Some Shadow Cabinet members are understood to be preparing for a “revenge reshuffle” in the wake of the free vote on Syria, which saw 66 Labour MPs and 11 members of the Shadow Cabinet break with their leader’s position and back airstrikes.

Shadow Defence Secretary Maria Eagle and chief whip Rosie Winterton were rumoured to be among those whose jobs are under threat. However, Lisa Nandy, the Shadow Environment Secretary and a leading figure on the left of the party said that a reshuffle would do nothing to stabilise the party.

She told BBC Radio 5’s Pienaar’s Politics that the Shadow Cabinet should continue to represent “every different strand of opinion” held by Labour MPs.

However, a new fault-line could open up this week as Mr Corbyn’s office insisted he would be keeping his plans to attend this Friday’s Stop the War event. Mr Corbyn previously served as the organisation’s chair before becoming Labour leader.

Many pro-airstrike MPs suspect Stop the War of a role in orchestrating abuse and threats made to them online and via email in the run-up and after the Syria vote.

Mr Hunt, speaking on the BBC’s Andrew Marr Show, also criticised the organisation for a protest outside Labour’s London headquarters on Tuesday last week, which he said disrupted party activists who were canvassing voters ahead of the Oldham by-election. He also attacked the group for an article which appeared on its website the day after the Paris terror attacks which claimed France had “reaped the whirlwind” of Western support for extremists in the Middle East.

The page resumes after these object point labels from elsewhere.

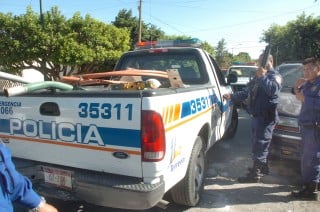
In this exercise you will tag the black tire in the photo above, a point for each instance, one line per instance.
(189, 189)
(232, 129)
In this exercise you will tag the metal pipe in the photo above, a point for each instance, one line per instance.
(14, 91)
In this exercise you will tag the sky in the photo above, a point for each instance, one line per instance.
(240, 23)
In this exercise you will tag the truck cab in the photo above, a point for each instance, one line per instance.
(138, 133)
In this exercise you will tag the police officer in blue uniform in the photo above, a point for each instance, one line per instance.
(17, 188)
(307, 90)
(261, 97)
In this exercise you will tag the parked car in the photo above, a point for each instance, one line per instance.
(244, 74)
(286, 139)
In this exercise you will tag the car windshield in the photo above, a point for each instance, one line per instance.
(290, 73)
(243, 71)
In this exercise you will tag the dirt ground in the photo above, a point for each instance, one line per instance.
(228, 160)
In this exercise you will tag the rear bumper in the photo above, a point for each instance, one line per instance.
(285, 145)
(96, 187)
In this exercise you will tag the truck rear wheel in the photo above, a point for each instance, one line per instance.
(188, 190)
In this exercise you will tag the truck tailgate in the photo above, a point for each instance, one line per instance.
(100, 133)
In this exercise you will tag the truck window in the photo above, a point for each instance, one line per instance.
(188, 64)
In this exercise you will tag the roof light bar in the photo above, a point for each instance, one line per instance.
(193, 42)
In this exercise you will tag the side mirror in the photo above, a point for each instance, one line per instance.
(232, 78)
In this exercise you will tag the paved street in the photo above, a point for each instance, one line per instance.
(227, 161)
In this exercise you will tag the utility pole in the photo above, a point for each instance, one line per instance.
(41, 15)
(139, 24)
(43, 62)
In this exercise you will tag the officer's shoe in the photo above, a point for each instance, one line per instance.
(264, 169)
(308, 192)
(253, 176)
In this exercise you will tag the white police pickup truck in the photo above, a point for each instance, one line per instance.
(126, 138)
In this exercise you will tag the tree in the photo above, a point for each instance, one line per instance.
(59, 46)
(297, 40)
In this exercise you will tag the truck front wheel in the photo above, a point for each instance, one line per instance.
(188, 190)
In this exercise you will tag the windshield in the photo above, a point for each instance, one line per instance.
(290, 73)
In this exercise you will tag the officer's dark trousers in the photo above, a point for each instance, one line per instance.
(310, 155)
(261, 138)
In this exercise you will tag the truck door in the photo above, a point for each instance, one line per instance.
(221, 88)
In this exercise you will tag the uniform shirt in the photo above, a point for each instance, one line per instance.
(310, 108)
(267, 94)
(14, 186)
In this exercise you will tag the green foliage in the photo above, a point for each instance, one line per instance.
(297, 40)
(59, 46)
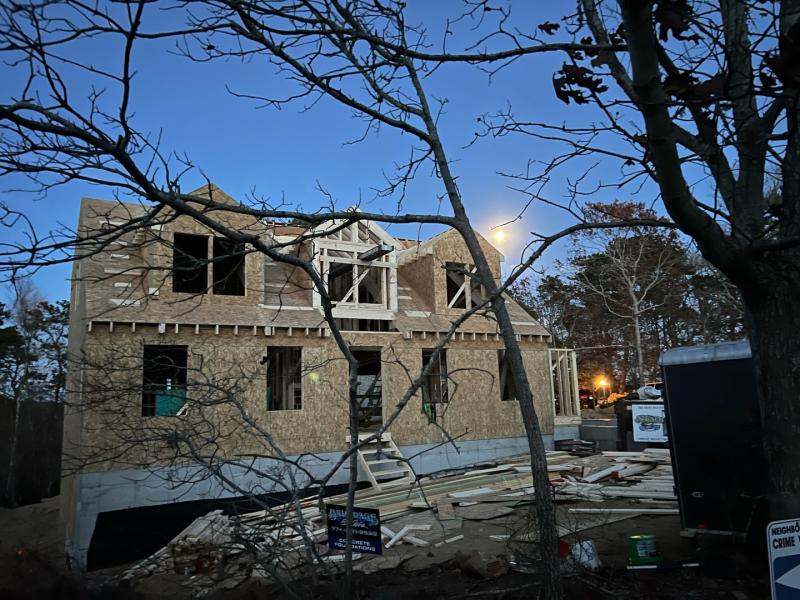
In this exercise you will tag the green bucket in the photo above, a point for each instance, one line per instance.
(642, 550)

They picketed Labour party headquarters when we were trying to run a phone bank for the Oldham by-election. They were preventing the election of a labour member of parliament,” Mr Hunt said. “[There is also] their comments about how the French almost had it coming to them. They are a really disreputable organisation and I hope Jeremy would step back and not go to their fundraiser.

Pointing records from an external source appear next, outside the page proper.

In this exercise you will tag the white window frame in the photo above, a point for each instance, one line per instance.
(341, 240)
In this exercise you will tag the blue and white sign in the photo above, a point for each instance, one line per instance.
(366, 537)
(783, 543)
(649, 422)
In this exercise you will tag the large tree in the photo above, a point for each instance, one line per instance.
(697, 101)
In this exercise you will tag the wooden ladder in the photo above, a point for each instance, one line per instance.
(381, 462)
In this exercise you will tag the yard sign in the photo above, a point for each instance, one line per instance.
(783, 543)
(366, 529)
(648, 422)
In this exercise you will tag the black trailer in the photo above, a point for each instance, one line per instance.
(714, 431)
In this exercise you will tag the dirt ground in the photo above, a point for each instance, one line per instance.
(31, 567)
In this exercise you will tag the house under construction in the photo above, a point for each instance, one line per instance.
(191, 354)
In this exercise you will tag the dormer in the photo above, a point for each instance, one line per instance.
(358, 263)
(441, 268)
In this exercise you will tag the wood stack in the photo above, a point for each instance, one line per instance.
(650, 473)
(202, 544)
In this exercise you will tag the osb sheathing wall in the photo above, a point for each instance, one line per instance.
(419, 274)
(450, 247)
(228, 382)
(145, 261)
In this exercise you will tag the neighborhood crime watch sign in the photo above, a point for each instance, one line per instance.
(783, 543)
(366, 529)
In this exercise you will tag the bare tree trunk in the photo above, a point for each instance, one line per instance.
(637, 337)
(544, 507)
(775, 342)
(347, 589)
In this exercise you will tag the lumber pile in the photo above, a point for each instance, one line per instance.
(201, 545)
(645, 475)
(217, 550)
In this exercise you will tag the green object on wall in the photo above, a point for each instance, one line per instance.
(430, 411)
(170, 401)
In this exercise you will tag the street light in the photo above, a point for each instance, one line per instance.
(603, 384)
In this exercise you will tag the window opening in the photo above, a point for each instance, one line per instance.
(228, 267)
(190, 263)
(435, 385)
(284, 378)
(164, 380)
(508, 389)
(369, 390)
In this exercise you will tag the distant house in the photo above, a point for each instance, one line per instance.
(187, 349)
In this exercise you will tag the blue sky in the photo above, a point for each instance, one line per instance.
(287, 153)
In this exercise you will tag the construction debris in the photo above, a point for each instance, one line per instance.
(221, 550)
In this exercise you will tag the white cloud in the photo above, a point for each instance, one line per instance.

Stephen Doughty, a member of Hilary Benn’s shadow foreign affairs team, also urged Mr Corbyn not to attend the event.

But Lindsey German, Stop the War’s convenor, hit back, saying that Stop the War had not condoned any bullying or threats, adding that the protest at Labour HQ need not have led to the cancellation of any work inside the building.

“Some of us went and knocked on the door to hand in a petition, the woman who received the letter was perfectly pleasant, we were perfectly pleasant, then the demonstration moved on. If anything was cancelled, it didn’t need to be cancelled,” she said.

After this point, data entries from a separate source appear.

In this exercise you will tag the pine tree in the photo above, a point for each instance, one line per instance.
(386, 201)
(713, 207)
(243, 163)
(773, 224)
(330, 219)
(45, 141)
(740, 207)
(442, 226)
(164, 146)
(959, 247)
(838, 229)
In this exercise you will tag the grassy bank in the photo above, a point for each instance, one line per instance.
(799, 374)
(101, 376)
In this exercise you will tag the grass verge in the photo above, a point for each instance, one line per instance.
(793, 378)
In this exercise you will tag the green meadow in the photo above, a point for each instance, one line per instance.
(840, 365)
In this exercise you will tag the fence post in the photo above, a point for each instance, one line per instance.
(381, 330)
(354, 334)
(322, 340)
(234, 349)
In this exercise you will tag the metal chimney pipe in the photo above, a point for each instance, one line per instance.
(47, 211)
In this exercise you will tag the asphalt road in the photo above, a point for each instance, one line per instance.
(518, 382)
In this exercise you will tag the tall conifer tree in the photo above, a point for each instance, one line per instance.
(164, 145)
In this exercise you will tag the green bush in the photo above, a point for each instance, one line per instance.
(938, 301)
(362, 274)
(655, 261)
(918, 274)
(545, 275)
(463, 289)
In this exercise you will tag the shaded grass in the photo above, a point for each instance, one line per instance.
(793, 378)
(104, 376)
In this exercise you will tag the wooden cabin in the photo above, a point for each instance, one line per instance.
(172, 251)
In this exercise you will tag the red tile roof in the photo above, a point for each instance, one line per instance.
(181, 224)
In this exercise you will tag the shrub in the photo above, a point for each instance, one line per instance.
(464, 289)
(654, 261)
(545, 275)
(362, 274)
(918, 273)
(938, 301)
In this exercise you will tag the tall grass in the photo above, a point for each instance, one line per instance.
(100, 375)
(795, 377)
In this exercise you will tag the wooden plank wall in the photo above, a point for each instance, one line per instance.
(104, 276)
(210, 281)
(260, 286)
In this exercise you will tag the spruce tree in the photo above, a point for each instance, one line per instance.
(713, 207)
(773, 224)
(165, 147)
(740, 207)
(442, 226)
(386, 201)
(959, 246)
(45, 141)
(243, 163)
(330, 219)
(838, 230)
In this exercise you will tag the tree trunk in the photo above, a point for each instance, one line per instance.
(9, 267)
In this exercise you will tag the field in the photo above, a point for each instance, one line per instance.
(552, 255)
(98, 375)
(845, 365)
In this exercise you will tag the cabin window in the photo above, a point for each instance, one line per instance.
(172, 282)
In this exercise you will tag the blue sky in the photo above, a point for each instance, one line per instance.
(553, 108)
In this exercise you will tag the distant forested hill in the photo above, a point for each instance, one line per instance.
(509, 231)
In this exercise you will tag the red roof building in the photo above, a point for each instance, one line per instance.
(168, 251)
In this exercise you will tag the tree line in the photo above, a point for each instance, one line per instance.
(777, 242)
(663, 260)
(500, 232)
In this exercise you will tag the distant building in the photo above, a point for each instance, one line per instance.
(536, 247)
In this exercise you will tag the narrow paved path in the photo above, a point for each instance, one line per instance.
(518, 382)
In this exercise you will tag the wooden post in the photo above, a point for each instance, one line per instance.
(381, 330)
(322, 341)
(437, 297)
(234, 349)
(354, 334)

“I guess Tristram Hunt is making these criticisms to confuse the issue and try to minimise what is clearly a growing anti-war opinion in this country,” she said, pointing out that the majority of the Shadow Cabinet and Labour MPs voted against airstrikes.

She said she “very much” regretted that the “reap the whirlwind” had been posted to the website, adding that it did not reflect Stop the War’s official position, and indicating that steps would be taken to take greater control of content is posted on the organisation’s website.

Meanwhile, Tony Blair made a veiled criticism of Mr Corbyn’s stance on airstrikes. In an interview with the Sunday Times, The former Prime Minister said there was an “uneasy parallel with the 1930s”, comparing those who think Britain should step back from intervening against Isis to appeasers of fascism.

Mr Corbyn’s spokesman issued a statement firmly defending the Labour leader’s backing for Stop the War.

“The anti-war movement has been a vital democratic campaign, which organised the biggest demonstrations in British history and has repeatedly called it right over 14 years of disastrous wars in the wider Middle East,” the spokesman said. “Jeremy Corbyn rejects any form of abuse in politics from any quarter. But he will not accept attempts to portray campaigning, lobbying and protest as somehow beyond the pale. In fact it’s at the heart of democracy”.